The tradition took root in 1986 when he was the Chief US Investment Strategist at Morgan Stanley. Wien, now 76-years old, joined The Blackstone Group as a senior advisor in September 2009 from Pequot Capital where he had been chief investment strategist since 2005.
“The real problem on Wall Street is that there is too much incremental thinking and this tries to get away from that,” Wien says in an interview. With the forecasts, Wien says he looks for genuine surprises that fly in the face of the accepted consensus. He also aims to have a degree of consistency among the surprises even though this increases the risk that the forecast surprises could go badly wrong.
“I’ve learned a lot about when consensus thinking is bound to be wrong,” he says. For example, in 2008 one of his surprises was that Barack Obama would win handily and that the Democrats would take 60 Senate seats. Though Hillary Clinton led polls by 15 percentage points in January, 2008 Wien believed that Obama’s collar on the youth vote presaged an eventual shift among the electorate at large.

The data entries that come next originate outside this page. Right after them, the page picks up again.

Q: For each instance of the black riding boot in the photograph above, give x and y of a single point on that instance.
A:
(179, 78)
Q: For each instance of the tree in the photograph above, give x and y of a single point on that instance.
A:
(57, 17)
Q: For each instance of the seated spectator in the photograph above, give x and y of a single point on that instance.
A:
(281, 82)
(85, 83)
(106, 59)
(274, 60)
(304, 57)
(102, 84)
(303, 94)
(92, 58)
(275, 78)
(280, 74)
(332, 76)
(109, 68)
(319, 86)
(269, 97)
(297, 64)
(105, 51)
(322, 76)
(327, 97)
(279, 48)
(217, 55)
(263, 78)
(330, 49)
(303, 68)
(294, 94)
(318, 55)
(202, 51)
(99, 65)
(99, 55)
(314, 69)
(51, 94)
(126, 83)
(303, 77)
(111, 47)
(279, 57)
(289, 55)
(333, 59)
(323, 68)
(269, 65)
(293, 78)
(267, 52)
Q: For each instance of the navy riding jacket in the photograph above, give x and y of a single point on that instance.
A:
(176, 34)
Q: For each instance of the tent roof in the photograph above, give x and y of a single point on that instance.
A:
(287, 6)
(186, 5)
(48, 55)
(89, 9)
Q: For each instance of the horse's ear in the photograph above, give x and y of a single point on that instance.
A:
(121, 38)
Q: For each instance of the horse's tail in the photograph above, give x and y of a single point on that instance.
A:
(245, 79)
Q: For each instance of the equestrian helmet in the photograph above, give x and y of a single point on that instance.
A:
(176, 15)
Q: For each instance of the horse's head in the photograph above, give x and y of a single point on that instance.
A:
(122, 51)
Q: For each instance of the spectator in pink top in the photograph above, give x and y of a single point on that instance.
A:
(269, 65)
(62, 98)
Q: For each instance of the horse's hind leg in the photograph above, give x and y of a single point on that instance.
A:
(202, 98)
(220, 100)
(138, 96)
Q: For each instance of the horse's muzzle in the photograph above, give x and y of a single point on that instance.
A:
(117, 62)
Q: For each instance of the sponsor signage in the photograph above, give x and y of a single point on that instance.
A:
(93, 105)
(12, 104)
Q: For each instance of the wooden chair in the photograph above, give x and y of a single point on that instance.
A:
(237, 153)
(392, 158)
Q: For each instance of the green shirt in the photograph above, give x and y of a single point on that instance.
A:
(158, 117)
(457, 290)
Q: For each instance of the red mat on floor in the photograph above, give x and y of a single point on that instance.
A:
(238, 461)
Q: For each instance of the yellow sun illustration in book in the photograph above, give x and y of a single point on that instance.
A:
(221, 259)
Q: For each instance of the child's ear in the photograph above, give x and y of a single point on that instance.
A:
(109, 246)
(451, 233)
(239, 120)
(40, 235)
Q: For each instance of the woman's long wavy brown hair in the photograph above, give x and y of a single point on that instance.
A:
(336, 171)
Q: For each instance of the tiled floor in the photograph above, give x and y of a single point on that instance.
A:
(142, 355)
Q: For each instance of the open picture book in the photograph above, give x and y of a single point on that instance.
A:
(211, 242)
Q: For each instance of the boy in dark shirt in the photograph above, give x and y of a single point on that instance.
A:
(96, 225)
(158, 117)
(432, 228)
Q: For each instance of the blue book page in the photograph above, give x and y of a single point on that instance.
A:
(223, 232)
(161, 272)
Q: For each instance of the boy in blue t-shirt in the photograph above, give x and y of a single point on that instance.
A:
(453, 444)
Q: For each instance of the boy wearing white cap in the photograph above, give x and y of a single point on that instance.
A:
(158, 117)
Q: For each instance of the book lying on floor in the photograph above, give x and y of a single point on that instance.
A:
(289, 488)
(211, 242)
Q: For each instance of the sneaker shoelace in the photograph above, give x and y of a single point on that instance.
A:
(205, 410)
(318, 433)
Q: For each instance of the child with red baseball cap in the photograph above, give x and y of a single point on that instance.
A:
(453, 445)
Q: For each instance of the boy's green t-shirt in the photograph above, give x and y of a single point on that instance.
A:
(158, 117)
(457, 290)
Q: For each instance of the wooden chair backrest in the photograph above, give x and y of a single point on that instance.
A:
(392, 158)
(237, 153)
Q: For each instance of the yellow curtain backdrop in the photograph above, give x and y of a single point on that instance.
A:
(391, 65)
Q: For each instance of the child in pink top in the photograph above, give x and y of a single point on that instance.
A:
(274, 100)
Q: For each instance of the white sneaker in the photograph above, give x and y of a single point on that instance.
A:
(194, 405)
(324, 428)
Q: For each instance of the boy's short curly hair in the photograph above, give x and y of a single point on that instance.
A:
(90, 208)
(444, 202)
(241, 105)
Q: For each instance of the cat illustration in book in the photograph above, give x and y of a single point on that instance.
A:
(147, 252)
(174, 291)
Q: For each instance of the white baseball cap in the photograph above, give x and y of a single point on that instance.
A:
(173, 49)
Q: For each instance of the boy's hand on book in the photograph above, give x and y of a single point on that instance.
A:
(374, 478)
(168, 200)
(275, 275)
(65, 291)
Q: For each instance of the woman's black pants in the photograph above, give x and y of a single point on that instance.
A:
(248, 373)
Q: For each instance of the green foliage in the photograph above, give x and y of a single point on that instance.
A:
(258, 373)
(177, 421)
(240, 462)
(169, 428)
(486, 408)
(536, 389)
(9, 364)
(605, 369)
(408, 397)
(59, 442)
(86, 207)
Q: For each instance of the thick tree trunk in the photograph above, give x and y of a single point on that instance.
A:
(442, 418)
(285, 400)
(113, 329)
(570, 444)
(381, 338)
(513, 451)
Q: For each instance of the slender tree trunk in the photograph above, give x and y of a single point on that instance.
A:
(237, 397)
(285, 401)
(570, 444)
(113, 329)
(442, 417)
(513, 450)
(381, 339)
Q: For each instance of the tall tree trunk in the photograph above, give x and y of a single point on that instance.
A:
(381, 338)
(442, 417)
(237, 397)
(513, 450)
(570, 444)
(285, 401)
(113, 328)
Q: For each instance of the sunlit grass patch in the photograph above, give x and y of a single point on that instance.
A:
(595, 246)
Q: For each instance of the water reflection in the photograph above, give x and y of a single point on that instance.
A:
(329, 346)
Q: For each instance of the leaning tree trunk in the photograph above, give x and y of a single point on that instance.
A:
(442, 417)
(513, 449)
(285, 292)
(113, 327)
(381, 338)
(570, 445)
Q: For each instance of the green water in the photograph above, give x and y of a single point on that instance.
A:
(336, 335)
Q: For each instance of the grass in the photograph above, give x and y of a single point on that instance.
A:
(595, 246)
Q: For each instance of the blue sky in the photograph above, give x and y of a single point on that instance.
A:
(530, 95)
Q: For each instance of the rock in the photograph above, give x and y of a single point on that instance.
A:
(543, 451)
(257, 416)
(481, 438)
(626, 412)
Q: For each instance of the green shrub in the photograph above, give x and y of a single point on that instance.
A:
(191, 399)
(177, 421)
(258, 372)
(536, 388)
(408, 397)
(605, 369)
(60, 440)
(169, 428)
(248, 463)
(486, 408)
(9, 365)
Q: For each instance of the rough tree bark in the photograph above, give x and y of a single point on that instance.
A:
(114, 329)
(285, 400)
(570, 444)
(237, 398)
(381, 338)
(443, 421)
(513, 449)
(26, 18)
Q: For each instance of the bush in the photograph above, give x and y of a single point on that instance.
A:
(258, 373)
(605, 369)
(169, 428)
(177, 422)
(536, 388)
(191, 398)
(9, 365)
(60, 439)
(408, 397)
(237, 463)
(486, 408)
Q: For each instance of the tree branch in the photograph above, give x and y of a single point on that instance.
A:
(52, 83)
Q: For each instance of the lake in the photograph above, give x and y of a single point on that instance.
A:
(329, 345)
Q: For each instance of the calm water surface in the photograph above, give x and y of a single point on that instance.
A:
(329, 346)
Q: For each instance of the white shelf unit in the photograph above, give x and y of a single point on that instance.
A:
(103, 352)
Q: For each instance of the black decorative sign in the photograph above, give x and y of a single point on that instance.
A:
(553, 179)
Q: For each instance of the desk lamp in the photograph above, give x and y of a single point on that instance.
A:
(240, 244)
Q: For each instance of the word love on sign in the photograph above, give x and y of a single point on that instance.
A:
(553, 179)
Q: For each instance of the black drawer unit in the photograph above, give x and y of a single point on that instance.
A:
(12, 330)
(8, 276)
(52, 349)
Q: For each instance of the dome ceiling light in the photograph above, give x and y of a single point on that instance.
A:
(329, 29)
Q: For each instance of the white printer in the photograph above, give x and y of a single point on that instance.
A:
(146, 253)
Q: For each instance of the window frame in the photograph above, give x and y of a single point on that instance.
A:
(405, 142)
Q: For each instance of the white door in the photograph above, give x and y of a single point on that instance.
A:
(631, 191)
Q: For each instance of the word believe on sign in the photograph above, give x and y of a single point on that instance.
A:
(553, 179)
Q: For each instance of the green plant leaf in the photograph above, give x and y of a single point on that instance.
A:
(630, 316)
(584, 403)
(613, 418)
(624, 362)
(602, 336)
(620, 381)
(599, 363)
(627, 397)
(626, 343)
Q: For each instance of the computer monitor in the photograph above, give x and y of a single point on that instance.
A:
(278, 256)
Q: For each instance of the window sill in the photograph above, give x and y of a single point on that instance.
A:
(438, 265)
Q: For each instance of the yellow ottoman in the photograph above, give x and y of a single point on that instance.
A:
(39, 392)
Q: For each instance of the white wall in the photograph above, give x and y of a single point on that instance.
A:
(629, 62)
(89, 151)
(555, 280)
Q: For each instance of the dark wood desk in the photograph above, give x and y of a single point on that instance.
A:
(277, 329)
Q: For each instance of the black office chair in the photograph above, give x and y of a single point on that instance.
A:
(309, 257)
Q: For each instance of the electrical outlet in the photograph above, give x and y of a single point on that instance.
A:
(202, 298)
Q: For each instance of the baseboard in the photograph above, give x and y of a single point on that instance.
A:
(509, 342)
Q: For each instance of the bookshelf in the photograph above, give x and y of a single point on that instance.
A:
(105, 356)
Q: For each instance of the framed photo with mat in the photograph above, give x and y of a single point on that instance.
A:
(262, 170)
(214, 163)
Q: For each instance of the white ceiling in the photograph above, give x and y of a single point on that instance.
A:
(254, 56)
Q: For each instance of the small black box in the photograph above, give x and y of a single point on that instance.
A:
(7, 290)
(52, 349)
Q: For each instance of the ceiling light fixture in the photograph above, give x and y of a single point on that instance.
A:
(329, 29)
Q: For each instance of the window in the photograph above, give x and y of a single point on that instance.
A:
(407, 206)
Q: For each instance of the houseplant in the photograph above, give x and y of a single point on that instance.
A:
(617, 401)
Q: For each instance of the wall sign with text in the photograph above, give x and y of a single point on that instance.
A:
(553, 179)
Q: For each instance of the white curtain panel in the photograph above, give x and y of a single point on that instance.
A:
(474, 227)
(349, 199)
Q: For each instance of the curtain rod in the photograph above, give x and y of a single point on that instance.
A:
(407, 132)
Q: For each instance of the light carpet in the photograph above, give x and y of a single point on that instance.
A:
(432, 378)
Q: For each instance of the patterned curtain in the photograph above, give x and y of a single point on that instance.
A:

Reviewing Wien’s 2009 list shows that many of his forecasts were on the money. He foresaw a second-half recovery in the US economy and a sharp rise in the S&P 500, which ended 2009 up over 23%. His other correct predictions included gold hitting $1,200 an ounce and oil returning to $80 per barrel, while the ten-year US Treasury yield (which rose from 2.24% to 3.84%) marginally undershot Wien’s forecast of a rise to 4%.